- Aimée Dorr
University of California, Los Angeles
AIMÉE DORR is professor of education and dean of the Graduate School of Education & Information Studies, University of California, Los Angeles. As dean, her interests include access and diversity in higher education and student, faculty, and organizational development. Her own research focuses on the roles of electronic media in young people’s learning and development, integration of media and technology into K–12 education, and media literacy. A representative coauthored publication is “Parenting in a Multi-Media Society,” a chapter in Handbook of Parenting, Vol. V: Practical Issues in Parenting (Marc Bornstein, ed.), Erlbaum, 2002.
- Emily Arms
University of Southern California
EMILY ARMS is an adjunct assistant professor at the Rossier School of Education, University of Southern California. Prior to that, she was a classroom teacher and later an assistant professor at Loyola Marymount University, where she taught in both the master of arts and doctoral programs in the School of Education.

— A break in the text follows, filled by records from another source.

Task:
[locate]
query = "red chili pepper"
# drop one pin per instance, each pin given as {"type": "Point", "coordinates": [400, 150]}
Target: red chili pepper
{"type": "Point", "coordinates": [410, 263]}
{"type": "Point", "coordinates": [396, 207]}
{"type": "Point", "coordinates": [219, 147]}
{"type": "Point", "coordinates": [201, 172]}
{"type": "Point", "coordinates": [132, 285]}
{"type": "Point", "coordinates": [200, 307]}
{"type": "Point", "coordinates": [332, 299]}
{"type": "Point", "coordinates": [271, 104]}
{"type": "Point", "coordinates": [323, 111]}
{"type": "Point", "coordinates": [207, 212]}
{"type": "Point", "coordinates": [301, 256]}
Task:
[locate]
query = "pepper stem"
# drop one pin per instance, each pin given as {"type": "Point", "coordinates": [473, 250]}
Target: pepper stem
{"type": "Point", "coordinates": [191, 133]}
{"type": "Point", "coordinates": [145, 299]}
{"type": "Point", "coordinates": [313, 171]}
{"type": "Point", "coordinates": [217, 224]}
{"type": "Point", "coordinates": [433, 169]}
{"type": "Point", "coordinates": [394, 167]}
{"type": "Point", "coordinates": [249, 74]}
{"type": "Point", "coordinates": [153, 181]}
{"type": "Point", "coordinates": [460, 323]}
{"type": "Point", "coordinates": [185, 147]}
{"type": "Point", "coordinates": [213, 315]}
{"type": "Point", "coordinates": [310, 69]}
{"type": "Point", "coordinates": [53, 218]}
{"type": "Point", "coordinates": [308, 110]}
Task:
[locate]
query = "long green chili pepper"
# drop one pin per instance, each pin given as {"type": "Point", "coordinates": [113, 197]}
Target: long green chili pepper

Her areas of interest include standards-based curriculum and gender equity in education Her most recent publication is “Gender Equity in Coeducational and Single-Sex Classrooms,” a chapter in The Handbook for Achieving Gender Equity through Education (Sue Klein ed.), Erlbaum, 2007.
- Valerie Hall
University of California, Irvine
VALERIE HALL is an associate research specialist in the Department of Education, University of California, Irvine. An experienced teacher educator and curriculum developer, she is currently working with the Technology, Out-of-School Learning and Human Development Project in an evaluation of an afterschool program for diverse children from low-income families. Her areas of interest include digital learning and factors influencing K–12 technology use. She coauthored “Educating for Technology Use by Students and Teachers: Inservice Teachers’ Actual and Preservice Teachers’ Proposed Technology Use in Urban Schools Serving Low Income Families,” presented at the American Psychological Association meeting in 2006.